I agree it will be interesting, however unless someone is prepared to do a ground up build on a new machine, I doubt ANY will be as stable as the L1


----------



## oop north (Jun 23, 2013)

I went from aeropress to LI! Not a conventional route, and possibly suggesting I have more money than sense, my purchase of a machine coincided with a 50th birthday and I wanted to buy once and buy well

and in a sense if there have been problems suffered by early adopters I really don't need to remember them as they are not relevant to my continued daily enjoyment of the LI

just need a grinder to equal it now!


----------



## 4085 (Nov 23, 2012)

But the L1 is not a ground up build. It is exactly the same as the QM which is bits added into an existing machine


----------



## Mrboots2u (May 10, 2013)

Perhaps we can avoid a l1 versus quickmill debate. For the OPs sake at least plus Given that no one has a finished model yet and CC is the only one who has played with the prototype for any period of time most of it is based on conjecture .

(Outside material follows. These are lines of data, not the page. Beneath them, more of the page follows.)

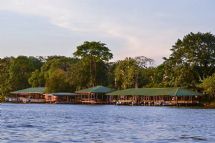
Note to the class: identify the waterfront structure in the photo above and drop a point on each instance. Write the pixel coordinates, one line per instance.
(61, 98)
(94, 95)
(28, 95)
(155, 96)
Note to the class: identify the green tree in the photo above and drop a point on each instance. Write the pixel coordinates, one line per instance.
(208, 85)
(37, 79)
(95, 54)
(129, 72)
(20, 71)
(4, 78)
(58, 82)
(193, 57)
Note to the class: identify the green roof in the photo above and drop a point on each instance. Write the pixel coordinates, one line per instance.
(39, 90)
(156, 92)
(63, 94)
(96, 89)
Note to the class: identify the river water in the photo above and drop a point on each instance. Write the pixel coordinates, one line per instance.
(47, 123)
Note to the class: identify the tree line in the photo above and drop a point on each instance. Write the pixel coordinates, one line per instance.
(191, 64)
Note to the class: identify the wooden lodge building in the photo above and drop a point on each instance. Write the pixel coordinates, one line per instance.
(155, 96)
(61, 98)
(28, 95)
(94, 95)
(105, 95)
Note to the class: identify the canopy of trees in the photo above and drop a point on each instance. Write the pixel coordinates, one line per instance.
(191, 64)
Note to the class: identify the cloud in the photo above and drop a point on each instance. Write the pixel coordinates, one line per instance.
(85, 18)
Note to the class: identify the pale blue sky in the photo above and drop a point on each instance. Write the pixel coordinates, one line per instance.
(128, 27)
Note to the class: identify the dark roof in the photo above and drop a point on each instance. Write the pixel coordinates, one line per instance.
(156, 92)
(96, 89)
(39, 90)
(63, 94)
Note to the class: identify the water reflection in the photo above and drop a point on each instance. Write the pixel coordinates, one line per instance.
(82, 123)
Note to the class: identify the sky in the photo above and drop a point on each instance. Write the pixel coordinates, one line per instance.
(130, 28)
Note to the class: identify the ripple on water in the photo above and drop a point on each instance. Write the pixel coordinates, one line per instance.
(81, 123)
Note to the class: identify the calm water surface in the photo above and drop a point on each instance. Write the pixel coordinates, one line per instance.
(97, 124)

I'll look forward to your opinion when you get your finished model dfk


----------



## coffeechap (Apr 5, 2012)

dfk41 said:


> But the L1 is not a ground up build. It is exactly the same as the QM which is bits added into an existing machine


No it is not, the quickmill is bolted onto the front of a Verona casing, the L1 has its own chassis that in the latest variant is exceptionally stable.


----------



## 4085 (Nov 23, 2012)

The L1 has its own chassis now.......it did not in the early days........and Bootsie, this is not a debate, or an argument. it is just supplying bits of info for the benefit of the op


----------



## Mrboots2u (May 10, 2013)

Have fun then , I thought the OP asked for people's experience of levers and high end pump machines , and why they chose them .


----------



## Drc (Jan 21, 2014)

Thanks all - this is proving useful. Mainly in terms of seeing do I have a " ermm I want to buy a coffee machine for 1k" or a "eeeerrrrrrrrmmmm (remember that engagement ring I just bought you) I wanttobuyacoffeemachinefor2kbutitsbrillipromiseandifigetoneiwillnevereverneedtoupgradeit" conversation


----------



## Mrboots2u (May 10, 2013)

Where are you based then DRC ?


----------



## coffeechap (Apr 5, 2012)

dfk41 said:


> The L1 has its own chassis now.......it did not in the early days........and Bootsie, this is not a debate, or an argument. it is just supplying bits of info for the benefit of the op


Actually sorry to correct you Dave but to keep the facts absolutely straight, the l1 has absolutely not shared its chassis at any point with another fracino machine, hence why I have stated it is a ground up machine, it shared back end components bug that is it.


----------



## 4085 (Nov 23, 2012)

I stand corrected as usual! I just remember Cherub owners in the early days, laughing at us L1 owners and pointing out something along those lines........I am glad they are wrong and that the only shared part is the boiler! Makes me feel a lot better now.......LOL


----------



## Orangertange (Jul 4, 2013)

what components does it share chap?


----------



## Geordie Boy (Nov 26, 2012)

An early L1 prototype did look like the case was from a Heavenly (or old style Cherub), however remember that was a prototype! That might be where the comments came from

http://londiniumespresso.com/blog/londinium-i-prototype-the-first-image


----------



## Drc (Jan 21, 2014)

Mrboots2u said:


> Where are you based then DRC ?


 Within spitting distance of orangetange based on a prior thread so might be trying to take him up on an earlier offer of a taster or two from the l1. Plus if the boss also likes it it could help the case, she is thus far not sold on the idea of a big lever in the kitchen.


----------



## Mrboots2u (May 10, 2013)

Drc said:


> Within spitting distance of orangetange based on a prior thread so might be trying to take him up on an earlier offer of a taster or two from the l1. Plus if the boss also likes it it could help the case, she is thus far not sold on the idea of a big lever in the kitchen.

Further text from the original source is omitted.